In “Time of the Monkey,” we were right along with Charlie as she discovered the why — and that, this time, she was on the wrong side.
Charlie’s is great at solving cases, but she really needs to start locking in her cases before putting herself in danger. Seriously, have the FBI already there when you reveal you’ve caught the people doing the murdering.
Did you guys know that Peacock has ads with interactive trivia? I thought it was bad enough that it shows an ad when you pause a show. Don’t make me interact with you, ads.
“Bryan Cranston Fully Commits While Eating Spicy Wings”
Yes, I’m going to start featuring YouTube programming in the Playlist section. Not everything, but the few things that I watch on a weekly basis seem appropriate for this section.
Anyways, Bryan Cranston was on Hot Ones for the second time, looking very Hal-ish from Malcolm in the Middle. (Or is this what Cranston always looks like?
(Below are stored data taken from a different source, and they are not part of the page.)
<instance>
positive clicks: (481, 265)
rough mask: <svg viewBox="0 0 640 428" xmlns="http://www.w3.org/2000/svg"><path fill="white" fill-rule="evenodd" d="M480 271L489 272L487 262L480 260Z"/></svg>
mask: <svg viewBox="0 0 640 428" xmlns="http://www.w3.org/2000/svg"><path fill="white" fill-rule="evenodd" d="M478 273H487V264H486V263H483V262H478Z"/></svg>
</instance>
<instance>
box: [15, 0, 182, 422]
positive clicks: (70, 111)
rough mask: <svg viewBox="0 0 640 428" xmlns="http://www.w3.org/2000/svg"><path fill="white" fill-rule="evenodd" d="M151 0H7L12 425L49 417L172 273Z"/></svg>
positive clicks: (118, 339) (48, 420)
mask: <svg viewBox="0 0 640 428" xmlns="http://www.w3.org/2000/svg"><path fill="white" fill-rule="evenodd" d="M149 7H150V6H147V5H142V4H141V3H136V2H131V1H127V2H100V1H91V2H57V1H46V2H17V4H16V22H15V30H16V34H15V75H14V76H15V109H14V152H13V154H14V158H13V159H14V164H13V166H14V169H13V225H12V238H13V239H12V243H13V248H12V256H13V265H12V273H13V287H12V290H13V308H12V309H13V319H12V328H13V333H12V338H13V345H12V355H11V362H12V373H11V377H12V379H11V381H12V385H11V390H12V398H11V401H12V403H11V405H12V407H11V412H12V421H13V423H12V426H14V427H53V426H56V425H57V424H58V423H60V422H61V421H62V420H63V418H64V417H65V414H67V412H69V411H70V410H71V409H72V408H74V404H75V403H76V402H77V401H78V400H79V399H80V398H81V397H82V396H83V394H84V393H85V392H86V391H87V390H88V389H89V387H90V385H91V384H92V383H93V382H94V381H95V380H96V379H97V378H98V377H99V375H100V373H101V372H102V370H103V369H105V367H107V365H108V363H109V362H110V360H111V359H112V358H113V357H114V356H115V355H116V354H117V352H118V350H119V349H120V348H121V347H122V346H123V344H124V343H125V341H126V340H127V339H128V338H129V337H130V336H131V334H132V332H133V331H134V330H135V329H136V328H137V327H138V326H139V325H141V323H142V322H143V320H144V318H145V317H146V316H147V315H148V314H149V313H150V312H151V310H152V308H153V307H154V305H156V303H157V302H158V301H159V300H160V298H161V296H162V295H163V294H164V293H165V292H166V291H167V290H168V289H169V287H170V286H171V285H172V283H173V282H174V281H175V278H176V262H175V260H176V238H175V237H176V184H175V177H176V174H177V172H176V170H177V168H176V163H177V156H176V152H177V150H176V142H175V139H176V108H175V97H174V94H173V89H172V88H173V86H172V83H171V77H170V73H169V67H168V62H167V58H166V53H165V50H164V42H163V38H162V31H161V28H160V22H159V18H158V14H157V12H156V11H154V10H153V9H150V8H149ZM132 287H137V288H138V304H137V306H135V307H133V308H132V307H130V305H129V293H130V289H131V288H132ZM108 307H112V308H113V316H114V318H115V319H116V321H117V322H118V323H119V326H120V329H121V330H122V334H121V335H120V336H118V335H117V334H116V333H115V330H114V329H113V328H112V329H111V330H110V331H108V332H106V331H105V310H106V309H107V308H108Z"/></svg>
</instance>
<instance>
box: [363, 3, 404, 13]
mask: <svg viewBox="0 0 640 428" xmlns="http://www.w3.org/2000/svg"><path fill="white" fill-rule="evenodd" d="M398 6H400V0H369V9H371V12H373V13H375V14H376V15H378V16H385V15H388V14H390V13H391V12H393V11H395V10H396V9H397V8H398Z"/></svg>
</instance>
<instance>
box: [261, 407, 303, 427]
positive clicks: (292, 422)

I’m so used to him being in Breaking Bad mode.) Are the wheels still turning on the revival of Malcolm in the Middle?
Cranston told a few interesting stories while on Hot Ones. While I’m not familiar with his time on Loving, I did appreciate his explanation for why soap opera dialogue contains repeated exposition. Maybe you missed an episode of Young and the Restless and need to know why Victor Newman is once again threatening to punch someone.
Cranston also told Sean Evans about how Aaron Paul pressured him into eating the blue meth during Breaking Bad. Well, the cotton candy rock candy that stood in for the blue meth, that is.
- ‘I’ve been in that room’: How HBO’s The Last of Us resonated for a survivor of the AIDS crisis (Orion Rummler, The 19th)
- 6 burning questions about DC Studios’ new slate (Richard Newby, The Hollywood Reporter)
- Dave Bautista has become the rare wrestler turned character actor (Miles Surrey, The Ringer)
- The Last of Us’ first big diversion proves change is good, actually (Jordan Maison, Gizmodo)
- Noma is closing. Welcome to the end of fine dining (Joe Ray, Wired)
- This is what it’s like being an official Lego photographer (Kenneth Bachor, BuzzFeed News)
Cut SNL sketch: Baptist Church
I love a cut-for-time SNL sketch. Fun to see rookie Devon Walker paired up with Michael B. Jordan. Honestly, pizza Tuesday sounds like a good time.